In late January, a group of international scientists kicked off the year by talking about one thing—potassium. And it wasn’t potassium in fireworks that was being discussed. The “Frontiers of Potassium Science” conference was all about potassium (K) as a vital crop nutrient.

“If you take a look at research funding, most of the focus has been on nitrogen and phosphorus because of the environmental issues,” explains Scott Murrell, potassium program director at the International Plant Nutrition Institute (IPNI), the organization that hosted the event. “But in interactions with consultants and farmers, I know that retailers have advocated for balanced crop nutrition all along—making sure the crop has everything it needs.”

For ag retailers, there are several lessons to be gleaned from the event, and Murrell provides six key insights (see sidebar).

End Goal. The conference was a platform for researchers to discuss their findings and look to the future.

“We want to be able to predict when K is needed under very specific conditions. We have general ideas of when potassium is required. But where we may be heading is looking at a specific year, specific variety and specific conditions to create more accurate recommendations,” Murrell says.

 

 

Key Takeaways for Retailers

• Our Understanding Of The K Cycle. Key K management aspects may have been missed in previous illustrations of the K cycle.

“What hasn’t been clear in the traditional cycles is a complete understanding of how the K in the interlayers of certain clay minerals interacts with available K,” Scott Murrell says. “Traditionally, we thought once in the interlayers, K wasn’t readily available to the plant. But now we know that isn’t necessarily true.”

• Efficient Use By the Plant. “Typically, one-fourth to one-third of what’s applied is taken up by the plant in a season, and that fraction is called recovery efficiency. It directly affects how much potassium we need to apply,” Murrell says.

• Using Soil Test Results. A rate recommendation estimates how much of the plant’s total uptake requirement is fulfilled by soil-supplied K. Any shortfall must be supplied via applied K.

Murrell explains there is a lot of “scatter” in the data sets of how yields respond to K applications.
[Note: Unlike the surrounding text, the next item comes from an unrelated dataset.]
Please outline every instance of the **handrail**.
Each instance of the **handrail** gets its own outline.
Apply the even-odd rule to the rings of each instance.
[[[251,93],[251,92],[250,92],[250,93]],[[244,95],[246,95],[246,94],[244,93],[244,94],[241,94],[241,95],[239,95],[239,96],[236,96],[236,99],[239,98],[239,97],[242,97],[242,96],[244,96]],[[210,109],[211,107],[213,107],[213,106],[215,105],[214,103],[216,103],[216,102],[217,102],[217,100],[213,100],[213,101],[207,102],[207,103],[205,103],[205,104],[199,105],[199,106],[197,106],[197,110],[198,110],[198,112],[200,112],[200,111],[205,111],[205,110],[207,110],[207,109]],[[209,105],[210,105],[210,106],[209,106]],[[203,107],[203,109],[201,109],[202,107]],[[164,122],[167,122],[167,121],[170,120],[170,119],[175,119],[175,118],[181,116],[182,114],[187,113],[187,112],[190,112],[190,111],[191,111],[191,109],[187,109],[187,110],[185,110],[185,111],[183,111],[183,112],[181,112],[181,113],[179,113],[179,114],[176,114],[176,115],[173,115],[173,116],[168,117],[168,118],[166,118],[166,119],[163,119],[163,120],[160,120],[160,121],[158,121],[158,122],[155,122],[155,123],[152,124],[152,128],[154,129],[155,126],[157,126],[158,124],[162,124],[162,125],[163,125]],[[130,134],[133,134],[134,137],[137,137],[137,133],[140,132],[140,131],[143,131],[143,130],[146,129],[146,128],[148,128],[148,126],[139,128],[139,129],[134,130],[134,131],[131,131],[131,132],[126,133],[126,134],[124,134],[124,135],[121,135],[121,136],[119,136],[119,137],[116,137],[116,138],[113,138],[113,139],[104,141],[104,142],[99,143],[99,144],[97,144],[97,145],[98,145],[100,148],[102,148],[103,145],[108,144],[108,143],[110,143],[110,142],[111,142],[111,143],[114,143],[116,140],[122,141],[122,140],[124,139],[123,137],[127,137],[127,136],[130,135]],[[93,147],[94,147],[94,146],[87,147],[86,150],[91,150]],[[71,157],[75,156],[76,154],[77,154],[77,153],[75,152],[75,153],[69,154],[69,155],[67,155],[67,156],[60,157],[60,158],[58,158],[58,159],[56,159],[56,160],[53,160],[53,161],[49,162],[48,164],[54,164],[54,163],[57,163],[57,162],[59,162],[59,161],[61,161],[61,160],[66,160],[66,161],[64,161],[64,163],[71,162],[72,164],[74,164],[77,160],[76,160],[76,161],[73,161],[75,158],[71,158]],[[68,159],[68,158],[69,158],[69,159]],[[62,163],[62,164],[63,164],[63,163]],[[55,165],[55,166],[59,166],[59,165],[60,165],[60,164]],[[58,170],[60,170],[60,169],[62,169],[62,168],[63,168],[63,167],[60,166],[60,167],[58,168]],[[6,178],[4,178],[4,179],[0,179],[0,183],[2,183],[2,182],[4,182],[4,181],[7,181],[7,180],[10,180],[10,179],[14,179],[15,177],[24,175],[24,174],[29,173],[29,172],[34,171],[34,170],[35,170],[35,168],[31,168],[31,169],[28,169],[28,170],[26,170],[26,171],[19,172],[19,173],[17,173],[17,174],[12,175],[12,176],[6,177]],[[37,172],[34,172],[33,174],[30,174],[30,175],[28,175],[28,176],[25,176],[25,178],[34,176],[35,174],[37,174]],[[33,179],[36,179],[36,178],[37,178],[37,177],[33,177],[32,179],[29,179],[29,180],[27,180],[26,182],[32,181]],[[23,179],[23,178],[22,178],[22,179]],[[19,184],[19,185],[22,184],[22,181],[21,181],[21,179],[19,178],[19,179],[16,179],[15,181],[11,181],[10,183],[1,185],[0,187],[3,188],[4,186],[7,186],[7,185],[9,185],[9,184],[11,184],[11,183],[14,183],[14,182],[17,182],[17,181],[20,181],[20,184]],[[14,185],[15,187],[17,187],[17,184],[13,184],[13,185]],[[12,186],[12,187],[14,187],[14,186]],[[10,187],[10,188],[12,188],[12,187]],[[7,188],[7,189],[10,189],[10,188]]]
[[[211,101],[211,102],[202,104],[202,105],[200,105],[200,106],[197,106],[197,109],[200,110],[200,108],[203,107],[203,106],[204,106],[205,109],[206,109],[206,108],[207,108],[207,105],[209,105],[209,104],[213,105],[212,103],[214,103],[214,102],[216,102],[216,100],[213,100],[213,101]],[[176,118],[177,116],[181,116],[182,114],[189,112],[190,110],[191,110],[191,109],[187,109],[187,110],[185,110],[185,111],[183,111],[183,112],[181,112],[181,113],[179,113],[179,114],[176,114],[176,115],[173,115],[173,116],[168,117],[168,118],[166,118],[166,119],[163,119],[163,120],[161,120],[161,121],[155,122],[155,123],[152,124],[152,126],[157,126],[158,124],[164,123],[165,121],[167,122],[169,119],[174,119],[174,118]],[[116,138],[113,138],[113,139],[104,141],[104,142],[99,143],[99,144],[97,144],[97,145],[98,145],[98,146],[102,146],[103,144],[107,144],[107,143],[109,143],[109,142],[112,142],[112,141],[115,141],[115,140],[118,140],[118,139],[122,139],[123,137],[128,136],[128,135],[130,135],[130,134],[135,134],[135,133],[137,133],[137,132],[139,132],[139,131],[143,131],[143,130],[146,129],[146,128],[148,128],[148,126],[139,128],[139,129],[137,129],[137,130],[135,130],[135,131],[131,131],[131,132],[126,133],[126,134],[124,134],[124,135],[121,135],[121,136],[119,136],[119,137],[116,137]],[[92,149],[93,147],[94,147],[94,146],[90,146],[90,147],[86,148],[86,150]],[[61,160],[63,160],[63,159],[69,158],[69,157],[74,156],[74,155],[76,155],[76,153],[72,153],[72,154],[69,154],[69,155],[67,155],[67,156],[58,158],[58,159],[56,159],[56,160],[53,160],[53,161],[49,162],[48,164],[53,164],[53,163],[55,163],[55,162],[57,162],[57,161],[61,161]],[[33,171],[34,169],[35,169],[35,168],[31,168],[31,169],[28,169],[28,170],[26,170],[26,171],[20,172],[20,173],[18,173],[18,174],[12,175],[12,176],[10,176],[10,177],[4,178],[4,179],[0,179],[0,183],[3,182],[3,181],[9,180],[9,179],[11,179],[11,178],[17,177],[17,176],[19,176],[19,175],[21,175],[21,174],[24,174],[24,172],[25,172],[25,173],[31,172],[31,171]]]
Current research is looking to find a more predictable and direct correlation between soil tests and yield responses year over year and across the field.

• Soil Test Timing. K is recycled via leaching from crop residue. After physiological maturity but before harvest, precipitation leaches some K from the plant into the soil. After harvest, K continues to leach from the residue with every rain event.

“If you pull the sample behind the combine, the soil test will not reflect the K that will be leached from the residue in future rains,” Murrell notes. “So if you take the same soil sample in the spring, you may get a different result. Whether you sample in the fall or spring, stay consistent, so you can compare results over time.”

• Measuring Deficiency. “Visual deficiency symptoms can diagnose severe K shortages, but they aren’t diagnostic for less severe shortages.” Murrell says. “Tissue tests can help diagnose these more insidious deficiencies.”

He explains there is “hidden hunger,” which refers to a shortage of K that doesn’t produce classic visual deficiency symptoms but still reduces yield, nitrogen use efficiency and crop quality.

• Variation by Variety. Plant traits affect K recovery efficiency. Those include root system architecture, root length and growth and root hairs. And there are physiological traits as well.

“Until we get a better handle on how much K each variety can access out of the soil, we have a course knob to fine-tune the right amount of K applied. The key metric will be recovery efficiency and how much fertilizer gets taken up by the plant,” Murrell says.